Not all workers being utilized
In the attached image if you can see 11/12 workers spun up but only 7 are being utilized but we're being charged for all the 12 GPUs. @girishkd
18 Replies
what do you mean 7 are being utilized?
that seems like 11 running
If you see "Jobs" section, 7 in progress it shows. So, it is not utilizing all the GPUs to serve the requests. Only 7 are serving the requests
Hm what app are you running there?
maybe check the logs, each worker
and see if anything stinks
its just a SDXL model
In some of the GPUs, CUDA failure was seen and those GPUs when we remove from the list of workers, they are not spinning up
Oh any logs?
are you with him? yeah then thats why probably it fails.
try limiting the cuda versions from the settings
we limited the cuda versions to 12.1
me and @girishkd are colleagues
ohh i see, great
so its good now by setting that?
nope nope
oh so what happened now?
What kind of CUDA failure? Did it OOM for running out of VRAM?
I've seen that happen on 24GB GPUs when you add upscaling.

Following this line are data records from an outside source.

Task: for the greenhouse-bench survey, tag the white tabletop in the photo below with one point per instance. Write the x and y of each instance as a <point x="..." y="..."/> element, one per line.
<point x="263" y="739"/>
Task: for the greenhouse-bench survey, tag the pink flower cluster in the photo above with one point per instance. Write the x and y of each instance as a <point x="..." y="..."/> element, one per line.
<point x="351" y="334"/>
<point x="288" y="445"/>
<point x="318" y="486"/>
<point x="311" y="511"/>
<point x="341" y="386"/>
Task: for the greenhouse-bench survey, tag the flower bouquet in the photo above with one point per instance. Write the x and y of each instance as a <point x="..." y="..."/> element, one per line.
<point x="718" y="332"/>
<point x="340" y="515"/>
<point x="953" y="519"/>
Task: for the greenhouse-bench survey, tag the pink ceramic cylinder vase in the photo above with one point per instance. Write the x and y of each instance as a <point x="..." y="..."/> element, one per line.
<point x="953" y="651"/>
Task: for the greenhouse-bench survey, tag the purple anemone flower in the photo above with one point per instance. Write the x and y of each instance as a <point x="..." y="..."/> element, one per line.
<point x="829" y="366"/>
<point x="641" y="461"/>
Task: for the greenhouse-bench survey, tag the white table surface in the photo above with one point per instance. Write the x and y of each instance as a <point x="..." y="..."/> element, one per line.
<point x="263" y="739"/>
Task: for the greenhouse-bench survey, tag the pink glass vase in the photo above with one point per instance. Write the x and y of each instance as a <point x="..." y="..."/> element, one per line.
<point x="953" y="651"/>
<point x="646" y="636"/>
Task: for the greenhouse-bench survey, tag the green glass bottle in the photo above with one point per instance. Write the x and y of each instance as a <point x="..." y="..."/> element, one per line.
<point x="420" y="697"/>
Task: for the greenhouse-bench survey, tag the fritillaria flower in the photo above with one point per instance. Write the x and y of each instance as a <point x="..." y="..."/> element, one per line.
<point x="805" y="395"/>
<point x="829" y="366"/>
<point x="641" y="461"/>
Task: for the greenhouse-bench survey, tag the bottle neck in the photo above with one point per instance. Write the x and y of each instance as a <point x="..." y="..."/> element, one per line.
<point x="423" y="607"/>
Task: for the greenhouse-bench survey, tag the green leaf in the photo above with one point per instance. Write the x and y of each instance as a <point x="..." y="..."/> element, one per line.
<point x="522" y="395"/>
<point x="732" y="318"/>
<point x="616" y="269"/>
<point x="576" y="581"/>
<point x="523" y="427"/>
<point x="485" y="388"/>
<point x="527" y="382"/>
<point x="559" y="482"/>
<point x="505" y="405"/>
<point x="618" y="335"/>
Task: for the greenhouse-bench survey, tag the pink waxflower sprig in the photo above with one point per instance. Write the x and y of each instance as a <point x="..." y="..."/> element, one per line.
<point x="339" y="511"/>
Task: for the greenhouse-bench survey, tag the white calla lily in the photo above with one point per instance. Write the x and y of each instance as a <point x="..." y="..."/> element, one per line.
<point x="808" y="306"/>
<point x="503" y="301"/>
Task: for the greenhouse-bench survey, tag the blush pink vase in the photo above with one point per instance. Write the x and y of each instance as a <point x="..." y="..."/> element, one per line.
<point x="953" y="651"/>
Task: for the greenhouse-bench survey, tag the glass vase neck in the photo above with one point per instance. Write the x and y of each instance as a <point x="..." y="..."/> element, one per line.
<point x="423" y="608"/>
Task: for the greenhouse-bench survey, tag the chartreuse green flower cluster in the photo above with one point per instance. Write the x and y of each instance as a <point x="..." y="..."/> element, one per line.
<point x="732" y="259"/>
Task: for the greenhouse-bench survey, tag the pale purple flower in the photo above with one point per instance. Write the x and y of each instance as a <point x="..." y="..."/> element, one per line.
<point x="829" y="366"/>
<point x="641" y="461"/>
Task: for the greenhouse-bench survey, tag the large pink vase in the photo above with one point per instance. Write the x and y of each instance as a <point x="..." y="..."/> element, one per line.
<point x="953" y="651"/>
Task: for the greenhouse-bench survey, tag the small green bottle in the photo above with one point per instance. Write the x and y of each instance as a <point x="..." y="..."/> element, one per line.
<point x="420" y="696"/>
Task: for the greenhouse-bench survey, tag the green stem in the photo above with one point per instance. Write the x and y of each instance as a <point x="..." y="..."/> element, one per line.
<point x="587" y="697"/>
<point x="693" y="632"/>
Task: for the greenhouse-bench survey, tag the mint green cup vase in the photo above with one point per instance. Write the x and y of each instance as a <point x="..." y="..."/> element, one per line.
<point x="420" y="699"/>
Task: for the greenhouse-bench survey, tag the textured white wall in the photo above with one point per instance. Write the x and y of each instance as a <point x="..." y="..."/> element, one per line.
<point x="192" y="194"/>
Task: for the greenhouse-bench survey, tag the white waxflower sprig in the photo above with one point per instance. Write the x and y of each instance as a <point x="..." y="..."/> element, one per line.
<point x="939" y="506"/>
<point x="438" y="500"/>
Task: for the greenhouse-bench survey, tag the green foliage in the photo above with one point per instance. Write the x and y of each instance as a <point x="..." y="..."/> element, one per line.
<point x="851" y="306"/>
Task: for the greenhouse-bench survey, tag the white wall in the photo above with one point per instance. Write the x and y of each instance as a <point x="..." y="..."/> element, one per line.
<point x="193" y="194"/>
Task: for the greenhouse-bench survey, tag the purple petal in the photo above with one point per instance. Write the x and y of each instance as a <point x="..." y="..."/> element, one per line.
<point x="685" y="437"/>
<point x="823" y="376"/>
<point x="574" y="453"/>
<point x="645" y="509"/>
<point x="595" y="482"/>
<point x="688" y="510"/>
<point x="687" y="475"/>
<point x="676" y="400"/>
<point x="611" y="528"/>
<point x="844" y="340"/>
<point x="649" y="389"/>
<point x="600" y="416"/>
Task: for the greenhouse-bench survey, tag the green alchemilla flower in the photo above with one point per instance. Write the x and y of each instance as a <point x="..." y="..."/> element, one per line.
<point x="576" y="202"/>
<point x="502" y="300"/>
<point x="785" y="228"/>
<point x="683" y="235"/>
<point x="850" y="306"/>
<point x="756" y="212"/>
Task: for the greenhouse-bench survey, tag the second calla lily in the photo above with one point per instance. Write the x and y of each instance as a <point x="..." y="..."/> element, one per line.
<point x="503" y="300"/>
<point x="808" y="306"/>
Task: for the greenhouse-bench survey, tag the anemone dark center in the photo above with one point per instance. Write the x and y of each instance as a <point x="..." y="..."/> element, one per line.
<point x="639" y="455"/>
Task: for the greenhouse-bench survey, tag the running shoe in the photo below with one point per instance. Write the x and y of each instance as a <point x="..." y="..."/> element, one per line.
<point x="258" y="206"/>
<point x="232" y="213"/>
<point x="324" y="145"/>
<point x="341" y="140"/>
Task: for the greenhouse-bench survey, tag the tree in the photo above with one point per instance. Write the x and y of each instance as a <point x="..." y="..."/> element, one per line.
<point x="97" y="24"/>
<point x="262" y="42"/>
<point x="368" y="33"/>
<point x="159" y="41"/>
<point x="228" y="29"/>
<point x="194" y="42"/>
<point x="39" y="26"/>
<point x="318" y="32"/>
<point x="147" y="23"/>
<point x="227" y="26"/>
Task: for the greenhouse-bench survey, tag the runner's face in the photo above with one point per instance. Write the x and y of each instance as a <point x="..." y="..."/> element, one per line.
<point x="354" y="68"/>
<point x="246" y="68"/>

Attached screenshot contains the CUDA failure we are experiencing
We are using 24GB ones (4090s) only
Oh yeah that error seems to be due to a broken worker.
Okay. These broken workers are not getting respawned on its own. What should we do in that case ?
Contact RunPod support via web chat or email
Broken worker? Wow there's such thing
Yeah it happens sometimes just like broken pods. I had to terminate workers a few times.